7 commenti a Consiglio di lettura Intraprendente

  1. adriano Rispondi

    30 giugno 2017 at 12:40

    “Ripristino di un minimo di logica economica..”Scremata la testa e la coda,come per la grappa,L’intraprendente rimane una voce necessaria e interessante.A volte però incomprensibile.Fra gli argomenti citati,tutti ragionevolmente condivisibili,la considerazione iniziale che ricordo manca di un preambolo.Ieri ascoltavo il buon Borghi Aquilini,nelle sue consuete e inascoltate considerazioni.”E’ inutile” diceva “parlare di programmi,sgravi fiscali,investimenti o di qualsiasi intervento che comporti una spesa in un paese che si è privato della libertà di decidere in economia e l’ha consegnata ad organismi alieni.Oggi la BCE,se e quando vuole,è in grado di bloccare il paese.E’ già accaduto e si ripeterà tutte le volte che non faremo quello che fa comodo a loro.Parlare di quello che si deve fare quando non si può farlo non ha senso”.Questo il succo con diverse parole.L’intraprendente è favorevole all’euro e quindi ai suoi vincoli.Pretendere di cambiarli è un simpatico trucco retorico.Se non si ammette questo,anzi lo si nega,non si va da nessuna parte e scrivere libri o in generale prospettare scenari alternativi serve a niente,a parte passare il tempo.

    • aquilone Rispondi

      14 luglio 2017 at 13:19

      Assolutamente sottoscrivo

  2. ultima spiaggia Rispondi

    30 giugno 2017 at 23:49

    Ho ritenuto l’Intraprendente una voce fuori dal coro fin dalla sua prima uscita, ma credo che il tempo delle idee, come pure quello dei “moderati” cari al Berlusca, sia finito. È tempo di agire. Anche con articoli “forti”.
    I politici italiani hanno dimostrato non solo di non saper governare, ma nemmeno di rubare.
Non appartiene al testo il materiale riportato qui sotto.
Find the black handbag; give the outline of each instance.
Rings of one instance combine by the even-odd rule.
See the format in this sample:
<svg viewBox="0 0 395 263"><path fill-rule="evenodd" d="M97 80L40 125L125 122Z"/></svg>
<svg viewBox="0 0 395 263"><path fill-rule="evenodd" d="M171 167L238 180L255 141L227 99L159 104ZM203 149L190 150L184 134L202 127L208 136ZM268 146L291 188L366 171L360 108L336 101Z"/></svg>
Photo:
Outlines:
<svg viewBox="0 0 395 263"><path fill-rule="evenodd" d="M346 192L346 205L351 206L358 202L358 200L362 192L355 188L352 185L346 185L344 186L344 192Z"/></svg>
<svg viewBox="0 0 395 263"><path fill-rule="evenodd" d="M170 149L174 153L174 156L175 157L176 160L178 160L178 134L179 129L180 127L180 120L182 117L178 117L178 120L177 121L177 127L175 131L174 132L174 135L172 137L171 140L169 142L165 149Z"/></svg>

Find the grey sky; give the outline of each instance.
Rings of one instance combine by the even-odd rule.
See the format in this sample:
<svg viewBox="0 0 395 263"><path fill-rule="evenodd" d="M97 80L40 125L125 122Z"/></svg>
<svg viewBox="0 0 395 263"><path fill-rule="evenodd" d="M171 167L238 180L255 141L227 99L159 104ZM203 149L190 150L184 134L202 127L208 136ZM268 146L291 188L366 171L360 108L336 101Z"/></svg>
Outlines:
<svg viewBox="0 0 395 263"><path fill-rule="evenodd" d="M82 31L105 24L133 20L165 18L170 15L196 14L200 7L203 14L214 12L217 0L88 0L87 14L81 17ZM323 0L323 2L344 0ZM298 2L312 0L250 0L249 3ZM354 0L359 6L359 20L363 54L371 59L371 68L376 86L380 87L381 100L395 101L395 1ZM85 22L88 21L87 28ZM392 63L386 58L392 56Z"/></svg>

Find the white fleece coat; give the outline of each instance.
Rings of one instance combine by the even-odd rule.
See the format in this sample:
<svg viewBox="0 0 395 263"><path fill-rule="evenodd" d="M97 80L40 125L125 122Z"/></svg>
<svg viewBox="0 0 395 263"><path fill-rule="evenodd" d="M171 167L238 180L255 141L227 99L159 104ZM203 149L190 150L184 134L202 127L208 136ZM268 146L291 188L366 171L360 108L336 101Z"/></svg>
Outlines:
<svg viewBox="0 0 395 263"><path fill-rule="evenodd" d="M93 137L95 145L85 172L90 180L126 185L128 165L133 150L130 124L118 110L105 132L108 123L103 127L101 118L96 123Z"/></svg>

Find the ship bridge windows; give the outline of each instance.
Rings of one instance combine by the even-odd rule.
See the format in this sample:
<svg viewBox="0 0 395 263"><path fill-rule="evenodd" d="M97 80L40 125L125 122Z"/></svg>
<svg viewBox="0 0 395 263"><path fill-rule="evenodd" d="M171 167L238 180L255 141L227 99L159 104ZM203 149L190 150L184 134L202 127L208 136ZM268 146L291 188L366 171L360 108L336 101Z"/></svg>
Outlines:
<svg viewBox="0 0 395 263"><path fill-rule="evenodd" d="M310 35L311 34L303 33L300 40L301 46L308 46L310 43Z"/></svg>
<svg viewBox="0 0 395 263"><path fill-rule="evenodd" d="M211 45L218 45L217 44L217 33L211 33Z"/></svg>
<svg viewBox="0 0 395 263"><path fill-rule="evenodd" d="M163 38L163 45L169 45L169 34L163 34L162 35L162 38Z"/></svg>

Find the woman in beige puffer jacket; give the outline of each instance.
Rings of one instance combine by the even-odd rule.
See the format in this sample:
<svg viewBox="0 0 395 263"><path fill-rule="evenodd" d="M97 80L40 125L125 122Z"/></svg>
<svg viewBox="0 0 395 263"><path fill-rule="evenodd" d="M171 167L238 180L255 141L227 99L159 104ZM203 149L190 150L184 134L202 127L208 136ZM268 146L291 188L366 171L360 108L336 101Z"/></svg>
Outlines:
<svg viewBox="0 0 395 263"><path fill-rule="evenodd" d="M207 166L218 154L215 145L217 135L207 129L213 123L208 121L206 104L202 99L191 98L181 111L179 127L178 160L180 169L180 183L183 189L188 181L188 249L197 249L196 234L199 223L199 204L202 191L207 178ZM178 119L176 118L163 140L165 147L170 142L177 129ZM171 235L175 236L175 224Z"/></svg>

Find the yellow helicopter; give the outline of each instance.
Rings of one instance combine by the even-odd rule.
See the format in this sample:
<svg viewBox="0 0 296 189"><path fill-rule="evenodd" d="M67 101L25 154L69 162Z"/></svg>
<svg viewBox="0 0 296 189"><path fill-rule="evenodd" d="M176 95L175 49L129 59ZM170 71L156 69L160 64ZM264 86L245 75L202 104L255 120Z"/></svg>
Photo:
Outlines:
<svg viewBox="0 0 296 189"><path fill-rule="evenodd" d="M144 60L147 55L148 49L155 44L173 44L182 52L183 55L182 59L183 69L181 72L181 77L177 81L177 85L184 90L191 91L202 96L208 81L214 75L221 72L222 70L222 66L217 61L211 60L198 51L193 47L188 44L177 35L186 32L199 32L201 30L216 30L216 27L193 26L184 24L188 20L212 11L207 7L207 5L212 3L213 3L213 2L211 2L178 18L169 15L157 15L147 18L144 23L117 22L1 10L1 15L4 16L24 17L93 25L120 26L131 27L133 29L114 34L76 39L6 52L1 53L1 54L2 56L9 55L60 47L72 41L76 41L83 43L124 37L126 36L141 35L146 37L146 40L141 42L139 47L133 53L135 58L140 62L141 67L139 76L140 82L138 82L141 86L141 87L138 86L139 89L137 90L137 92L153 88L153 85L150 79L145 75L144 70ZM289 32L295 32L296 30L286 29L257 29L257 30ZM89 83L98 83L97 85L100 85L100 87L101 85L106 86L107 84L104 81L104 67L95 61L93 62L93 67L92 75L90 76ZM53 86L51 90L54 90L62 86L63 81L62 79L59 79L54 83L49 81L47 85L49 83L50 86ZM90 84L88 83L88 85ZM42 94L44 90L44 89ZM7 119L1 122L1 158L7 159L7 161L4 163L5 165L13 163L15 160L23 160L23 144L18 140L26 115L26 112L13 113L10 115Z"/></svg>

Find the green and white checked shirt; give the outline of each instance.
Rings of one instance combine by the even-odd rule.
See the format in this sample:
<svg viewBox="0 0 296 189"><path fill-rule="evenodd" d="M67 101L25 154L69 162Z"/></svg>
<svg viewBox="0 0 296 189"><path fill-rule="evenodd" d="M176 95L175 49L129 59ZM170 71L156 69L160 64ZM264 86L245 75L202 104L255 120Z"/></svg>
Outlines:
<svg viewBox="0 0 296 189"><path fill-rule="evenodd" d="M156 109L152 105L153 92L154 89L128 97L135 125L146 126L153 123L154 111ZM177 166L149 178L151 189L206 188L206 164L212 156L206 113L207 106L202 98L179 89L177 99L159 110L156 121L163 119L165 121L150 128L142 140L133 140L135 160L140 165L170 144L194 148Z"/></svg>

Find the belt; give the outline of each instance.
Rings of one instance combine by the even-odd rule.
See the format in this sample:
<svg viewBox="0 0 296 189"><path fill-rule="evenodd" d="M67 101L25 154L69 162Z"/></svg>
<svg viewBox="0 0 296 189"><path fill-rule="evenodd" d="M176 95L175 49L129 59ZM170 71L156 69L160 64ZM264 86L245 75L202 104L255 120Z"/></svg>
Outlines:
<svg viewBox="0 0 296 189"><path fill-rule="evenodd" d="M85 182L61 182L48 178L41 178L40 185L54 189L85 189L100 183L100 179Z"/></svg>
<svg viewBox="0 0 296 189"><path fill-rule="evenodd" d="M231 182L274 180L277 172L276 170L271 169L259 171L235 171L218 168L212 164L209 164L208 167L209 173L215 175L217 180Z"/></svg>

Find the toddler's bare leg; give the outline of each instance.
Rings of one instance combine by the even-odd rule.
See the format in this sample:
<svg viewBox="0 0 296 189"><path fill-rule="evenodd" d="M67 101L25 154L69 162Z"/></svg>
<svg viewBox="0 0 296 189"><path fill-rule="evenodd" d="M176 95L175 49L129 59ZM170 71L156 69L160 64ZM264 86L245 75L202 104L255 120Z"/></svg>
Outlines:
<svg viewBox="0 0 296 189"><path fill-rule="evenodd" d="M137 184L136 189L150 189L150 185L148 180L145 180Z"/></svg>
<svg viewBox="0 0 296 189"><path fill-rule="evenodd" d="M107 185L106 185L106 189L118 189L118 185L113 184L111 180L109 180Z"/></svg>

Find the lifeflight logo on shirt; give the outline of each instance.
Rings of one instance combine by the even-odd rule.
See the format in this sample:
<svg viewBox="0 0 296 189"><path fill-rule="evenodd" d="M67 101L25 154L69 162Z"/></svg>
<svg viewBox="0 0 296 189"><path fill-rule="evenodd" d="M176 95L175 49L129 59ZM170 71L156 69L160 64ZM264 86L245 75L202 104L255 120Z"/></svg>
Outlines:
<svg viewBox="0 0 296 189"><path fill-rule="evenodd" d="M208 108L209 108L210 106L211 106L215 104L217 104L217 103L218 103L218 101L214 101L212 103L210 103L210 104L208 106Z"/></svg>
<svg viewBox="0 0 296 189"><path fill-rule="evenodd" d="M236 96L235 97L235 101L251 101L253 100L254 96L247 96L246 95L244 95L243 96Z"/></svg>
Per garantirsi stipendi d’oro, pensioni da favola e privilegi vari hanno ucciso sul nascere il “miracolo economico”, hanno distrutto l’economia col terrorismo fiscale, hanno creato un debito pubblico insanabile e adesso stanno regalando il Paese allo straniero. Del(i)rio ha detto che non chiuderà alcun porto.
    Purtroppo, come recita l’Inno Nazionale “fummo da secoli / calpesti, derisi / perché non siam popolo, / perché sian divisi”. Mameli morì a 21 anni per difendere un ideale, non per assicurare una poltrona al culo di Delirio. Vergogna e ancora VERGOGNA!

  3. Luca Rispondi

    1 luglio 2017 at 10:22

    Bravo Bruno Galli certo ma la rapina non finisce e non finirà.Come mantenere è il sessanta percento di gente che vive di stato pensando magari di lavorare.Per fortuna al sud dove lo conceIone dello Stato è “forte” la parola lavoro non esiste e viene usato il termine “posto”.La differenza penso sia ben chiara al mondo.Chi di noi pensando ad una attività a stipendio preferirebbe il lavoro,quello che produce ricchezza,ad un bel posticino caldo statale.

  4. Paolo Rispondi

    3 luglio 2017 at 07:56

    Buon giorno,

    Non è molto che vi leggo, ma devo ammettere che mi sono imbattuto in articoli veri ed interessanti fino in fondo.
    Su di una cosa dissento: l’antistatalismo.
    Ritengo che avremmo bisogno di uno stato più forte e capace di legiferare in modo indipendente e deciso per il bene del nostro popolo.

    Vi ringrazio per l’attenzione.

  5. Padano Rispondi

    19 luglio 2017 at 09:44

    Credo che bisognerebbe tornare ad un minimo di un articolo al giorno.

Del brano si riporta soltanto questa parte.